Carter warned of energy decline in 1977

Tuesday, February 07, 2006

From the diary of blogger Jerome a Paris, who offers the following quote from a 1977 speech of former President Jimmy Carter:

[T]his is the greatest challenge our country will face during our lifetimes. The energy crisis has not yet overwhelmed us, but it will if we do not act quickly.

It is a problem we will not solve in the next few years, and it is likely to get progressively worse.

We must not be selfish or timid if we hope to have a decent world for our children and grandchildren.

We simply must balance our demand for energy with our rapidly shrinking resources. By acting now, we can control our future instead of letting the future control us.


Jerome a Paris comments:

Of course, this was a serious President speaking (18 April 1977). He has been maligned for supposedly bringing a mood of despondency and weakness to the country, and being hopelessly naive, but that's not what I see in that speech, nor in the infamous "Crisis of confidence" speech (15 July 1979):

Intolerable dependence on foreign oil threatens our economic independence and the very security of our nation. The energy crisis is real. It is worldwide. It is a clear and present danger to our nation. These are facts and we simply must face them.
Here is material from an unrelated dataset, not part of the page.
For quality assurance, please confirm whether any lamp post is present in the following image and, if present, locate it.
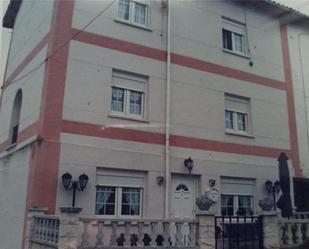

I am tonight setting a clear goal for the energy policy of the United States. Beginning this moment, this nation will never use more foreign oil than we did [two years ago] -- never. From now on, every new addition to our demand for energy will be met from our own production and our own conservation. The generation-long growth in our dependence on foreign oil will be stopped dead in its tracks right now and then reversed as we move through the [next decade], for I am tonight setting the further goal of cutting our dependence on foreign oil by one-half by the end of the next decade --

To give us energy security, I am asking for the most massive peacetime commitment of funds and resources in our nation's history to develop America's own alternative sources of fuel -- from coal, from oil shale, from plant products for gasohol, from unconventional gas, from the sun.